A turtle fossil has now joined the soft tissue list. Researchers described blood vessels they freed from extinct turtle and crocodilelike creatures by dissolving fossil bone.5 Weak acid dissolves bone mineral but not certain proteins. The team also took pictures of whole bone cells and used a silver stain to see the proteins extracted from the bones, further confirming the presence of original biomolecules.6
Our list of 122 fossil tissue discoveries feels like finding iPhones next to mummies in 122 coffins. Unlike finding anachronisms in just one place like northern Egypt, proteins in fossils represent time capsules from around the world. And like finding more than one type of out-of-time artifact, these biomolecules come from all kinds of animals. Land, sea, and sky creatures look like they were buried the world over only thousands of years ago.
“Teenage” is in this article’s title because these turtle and other fossils really do look young—like they belong to a teenaged world instead of an ancient one. “Ninja” is there because the fossils clash with the concept of millions of years. Like little iPhones in ancient coffins, biomolecules in teenage ninja turtles and so many other fossils suggest that evolutionary history needs a rewrite.
- Thomas, B. 2013. A Review of Original Tissue Fossils and Their Age Implications. Proceedings of the Seventh International Conference on Creationism. Pittsburgh, PA: Creation Science Fellowship.
- Thomas, B. and S. Taylor. 2019. Proteomes of the Past: The Pursuit of Proteins in Paleontology. Expert Review of Proteomics. 16 (11-12): 881-895.
- A colleague helps me curate an online list of soft tissue discoveries. See Thomas, B. and J. Tay. List of Biomaterial Fossil Papers, Google doc. This is free to view at tinyurl.com/4htm54w9.
- Thomas, B. et al. 2023. Attenuated Total Reflection Fourier Transform Infrared (ATR FT-IR) Spectroscopy Sensitivity to the Thermal Decay of Bone Collagen. Applied Spectroscopy. 77 (1): 53-61.

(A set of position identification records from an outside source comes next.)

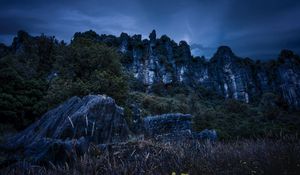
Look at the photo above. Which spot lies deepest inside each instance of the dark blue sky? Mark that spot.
(256, 28)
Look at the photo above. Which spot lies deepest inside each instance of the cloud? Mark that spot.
(258, 29)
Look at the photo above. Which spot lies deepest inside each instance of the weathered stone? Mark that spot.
(69, 128)
(167, 123)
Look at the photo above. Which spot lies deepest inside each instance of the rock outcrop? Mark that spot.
(67, 130)
(162, 61)
(167, 123)
(174, 127)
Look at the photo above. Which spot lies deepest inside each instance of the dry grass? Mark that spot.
(262, 156)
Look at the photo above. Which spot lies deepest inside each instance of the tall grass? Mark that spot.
(262, 156)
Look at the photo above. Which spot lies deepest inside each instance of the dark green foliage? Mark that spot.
(83, 67)
(91, 64)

- Voegele, K. K. et al. 2022. Soft Tissue and Biomolecular Preservation in Vertebrate Fossils from Glauconitic, Shallow Marine Sediments of the Hornerstown Formation, Edelman Fossil Park, New Jersey. Biology. 11 (8): 1161.
- Silver ions cling to protein molecules as long as those proteins haven’t yet turned into some more resistant substance or into gases.
* Dr. Thomas is Research Scientist at the Institute for Creation Research and earned his Ph.D. in paleobiochemistry from the University of Liverpool.